The report noted that disruptions in international travel and large events played a role.

As a result, growth expectations have been revised. “We expect the industry RevPAR growth to moderate 5–6% (12–13% in Q3) with similar growth expected in Q1FY27 estimates,” the brokerage added.

JM Financial on key growth driver in the sector: company specific trends and margins

The brokerage expects steady growth across its coverage universe. According to the brokerage report, Lemon Tree Hotels is likely to lead same-store growth. 

“We expect the highest same-store RevPAR growth for Lemon Tree (9%), followed by Ventive, Leela and Juniper (~7%),” added JM Financial in its report.

At the same time, expansion strategies are also supporting revenue growth. “We expect our coverage to report 11% YoY growth in core revenue led by Ventive (15% YoY, due to new acquisitions), followed by IHCL (11% YoY, supported by 8% growth in room inventory and growth in fee business) and Leela (11% YoY),” the report said.

However, not all companies are equally placed. According to the brokerage report, companies with higher exposure to international travel or specific cities may face pressure. 

“Chalet and Brigade Hotels are expected to see a flat-to-slight decline in RevPAR,” noted JM Financial report.

Margins are expected to remain broadly stable, though some companies may see pressure due to costs and operational factors. “EBITDA margins likely to be flat YoY,” the report added.

For instance, Lemon Tree may see some margin compression due to renovation costs and tax-related impacts. Similarly, companies like IHCL and Chalet could face some pressure due to lower operating leverage amid the March slowdown.

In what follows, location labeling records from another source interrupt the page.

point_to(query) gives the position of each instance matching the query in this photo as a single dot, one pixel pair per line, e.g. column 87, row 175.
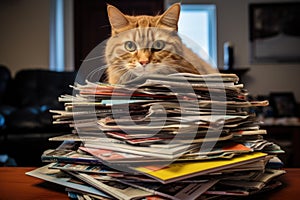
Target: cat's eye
column 130, row 46
column 158, row 45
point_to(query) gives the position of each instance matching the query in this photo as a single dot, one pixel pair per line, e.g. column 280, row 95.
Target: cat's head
column 142, row 44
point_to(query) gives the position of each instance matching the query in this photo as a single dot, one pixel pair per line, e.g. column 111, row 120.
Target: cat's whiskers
column 94, row 58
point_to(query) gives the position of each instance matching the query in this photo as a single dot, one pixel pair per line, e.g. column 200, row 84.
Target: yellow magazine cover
column 183, row 170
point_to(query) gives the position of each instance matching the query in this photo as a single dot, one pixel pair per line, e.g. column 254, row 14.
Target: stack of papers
column 182, row 136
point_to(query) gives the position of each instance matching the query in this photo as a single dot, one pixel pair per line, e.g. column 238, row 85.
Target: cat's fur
column 148, row 45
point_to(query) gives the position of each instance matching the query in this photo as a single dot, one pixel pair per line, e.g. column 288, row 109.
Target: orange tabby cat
column 148, row 45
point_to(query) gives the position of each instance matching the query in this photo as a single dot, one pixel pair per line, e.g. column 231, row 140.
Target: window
column 197, row 24
column 57, row 35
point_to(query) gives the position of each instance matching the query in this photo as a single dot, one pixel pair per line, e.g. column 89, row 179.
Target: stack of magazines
column 181, row 136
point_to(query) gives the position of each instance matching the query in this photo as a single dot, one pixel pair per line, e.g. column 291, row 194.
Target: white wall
column 24, row 34
column 233, row 25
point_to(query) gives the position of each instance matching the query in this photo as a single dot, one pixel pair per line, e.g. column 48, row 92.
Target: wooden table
column 14, row 184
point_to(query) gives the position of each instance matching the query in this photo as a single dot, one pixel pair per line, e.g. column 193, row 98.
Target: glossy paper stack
column 181, row 136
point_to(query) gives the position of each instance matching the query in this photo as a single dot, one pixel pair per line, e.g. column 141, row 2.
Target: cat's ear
column 116, row 18
column 171, row 16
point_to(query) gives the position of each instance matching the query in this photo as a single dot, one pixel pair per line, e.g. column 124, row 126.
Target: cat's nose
column 144, row 62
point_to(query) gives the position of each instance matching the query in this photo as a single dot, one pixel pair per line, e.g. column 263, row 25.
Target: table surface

What investors need to watch

Overall, the brokerage house JM Financial remains cautiously optimistic. 

The brokerage also highlighted where near-term outperformance could emerge. “For the near term, relative performance shall shift in favour of the companies with low FTA dependence (Lemon Tree),” it said.

At the same time, risks remain. “Any moderation in ARR growth (as rates up ~45% from pre-covid levels) and an unexpectedly sharp slowdown in the broader economy remain the key risks to our call,” the report added.

Disclaimer: The stock target prices and ratings mentioned in this report are based on analysis by JM Financial and are for informational purposes only. Investing in the hospitality sector involves market risks, including fluctuations in occupancy rates and international travel trends; please consult a SEBI-registered investment advisor before making any buy, sell, or hold decisions. This content does not constitute a formal offer or solicitation for investment.